2. **GPS:** An efficient transformer-based model trained with multi-level contrastive losses for aligning 3D scenes and texts, achieving state-of-the-art results on 3D-VL benchmarks.
3. **Zero-Shot Transfer:** demonstrates superior generalization to unseen scenes compared to existing models, highlighting the effectiveness of contrastive alignment.
**Methods:**
- **SCENEVERSE Construction:** Curates 3D scenes from various datasets and synthetic environments, using preprocessing steps like room segmentation, point cloud normalization, and semantic label alignment.
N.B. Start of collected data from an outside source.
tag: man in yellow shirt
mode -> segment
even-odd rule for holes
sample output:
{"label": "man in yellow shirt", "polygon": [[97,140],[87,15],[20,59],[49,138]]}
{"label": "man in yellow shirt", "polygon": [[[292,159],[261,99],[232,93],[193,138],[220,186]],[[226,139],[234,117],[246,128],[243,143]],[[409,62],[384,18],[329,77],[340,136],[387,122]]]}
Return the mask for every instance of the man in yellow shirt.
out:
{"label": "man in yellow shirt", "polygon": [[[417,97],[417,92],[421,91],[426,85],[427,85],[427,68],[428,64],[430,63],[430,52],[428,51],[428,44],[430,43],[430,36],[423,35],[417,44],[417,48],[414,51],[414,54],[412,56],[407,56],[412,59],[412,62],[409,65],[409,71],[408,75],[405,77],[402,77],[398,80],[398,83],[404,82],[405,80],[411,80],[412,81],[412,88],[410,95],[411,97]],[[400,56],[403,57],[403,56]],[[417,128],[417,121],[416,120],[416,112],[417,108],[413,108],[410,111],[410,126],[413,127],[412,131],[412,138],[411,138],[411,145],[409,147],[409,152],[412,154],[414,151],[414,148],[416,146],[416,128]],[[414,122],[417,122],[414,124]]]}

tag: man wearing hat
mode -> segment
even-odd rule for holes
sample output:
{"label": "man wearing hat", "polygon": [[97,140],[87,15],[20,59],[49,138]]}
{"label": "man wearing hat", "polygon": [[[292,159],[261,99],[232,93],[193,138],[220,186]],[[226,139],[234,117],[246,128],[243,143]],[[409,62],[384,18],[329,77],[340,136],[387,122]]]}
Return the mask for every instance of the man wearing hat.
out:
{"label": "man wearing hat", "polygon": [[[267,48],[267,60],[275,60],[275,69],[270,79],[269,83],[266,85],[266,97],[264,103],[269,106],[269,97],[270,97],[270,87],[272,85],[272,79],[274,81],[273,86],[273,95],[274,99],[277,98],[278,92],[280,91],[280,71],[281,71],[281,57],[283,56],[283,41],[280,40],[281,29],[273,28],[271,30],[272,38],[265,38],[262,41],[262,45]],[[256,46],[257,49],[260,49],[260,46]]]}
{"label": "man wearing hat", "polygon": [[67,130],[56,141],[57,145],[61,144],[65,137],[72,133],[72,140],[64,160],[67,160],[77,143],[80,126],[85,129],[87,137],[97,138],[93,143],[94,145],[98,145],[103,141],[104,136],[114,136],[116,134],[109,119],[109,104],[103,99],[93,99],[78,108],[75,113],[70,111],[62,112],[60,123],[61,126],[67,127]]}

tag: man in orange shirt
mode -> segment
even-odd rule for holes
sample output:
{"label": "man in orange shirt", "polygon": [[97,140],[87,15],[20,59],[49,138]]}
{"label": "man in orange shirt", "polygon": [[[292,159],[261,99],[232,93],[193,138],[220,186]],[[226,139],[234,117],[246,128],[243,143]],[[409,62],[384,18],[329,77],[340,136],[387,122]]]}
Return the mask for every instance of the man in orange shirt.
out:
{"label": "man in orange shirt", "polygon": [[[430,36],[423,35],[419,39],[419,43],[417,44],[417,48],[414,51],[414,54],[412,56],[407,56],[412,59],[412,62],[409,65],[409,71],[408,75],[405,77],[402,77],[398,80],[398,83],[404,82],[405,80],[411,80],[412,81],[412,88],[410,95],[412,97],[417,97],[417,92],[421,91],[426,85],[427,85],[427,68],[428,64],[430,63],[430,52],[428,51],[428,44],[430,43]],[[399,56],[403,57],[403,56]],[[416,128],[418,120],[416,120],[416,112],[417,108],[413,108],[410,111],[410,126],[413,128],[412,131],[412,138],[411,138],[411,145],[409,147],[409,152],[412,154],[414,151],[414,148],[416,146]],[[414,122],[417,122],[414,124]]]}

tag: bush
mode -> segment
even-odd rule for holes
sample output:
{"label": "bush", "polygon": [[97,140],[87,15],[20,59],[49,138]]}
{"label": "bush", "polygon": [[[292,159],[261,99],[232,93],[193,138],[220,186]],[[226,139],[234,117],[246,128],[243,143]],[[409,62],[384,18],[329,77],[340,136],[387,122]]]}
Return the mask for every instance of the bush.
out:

- **3D Scene Graph Construction:** Automatically generates comprehensive scene graphs capturing spatial relationships between objects.
- **Language Generation:** Utilizes templates and LLMs to generate detailed object captions, object referral descriptions, and scene captions.
**Experiments:**
- **3D Visual Grounding:** Achieves state-of-the-art results on benchmarks like ScanRefer, Nr3D, and Sr3D.
- **Zero-Shot Transfer:** Shows improved generalization to unseen scenes and zero-shot text settings, demonstrating the effectiveness of SCENEVERSE and GPS.
**Conclusion:**
The paper introduces SCENEVERSE and GPS, providing a significant advancement in 3D-VL learning for grounded scene understanding. The scale-up of data and the proposed pre-training framework show promise for future research in this area.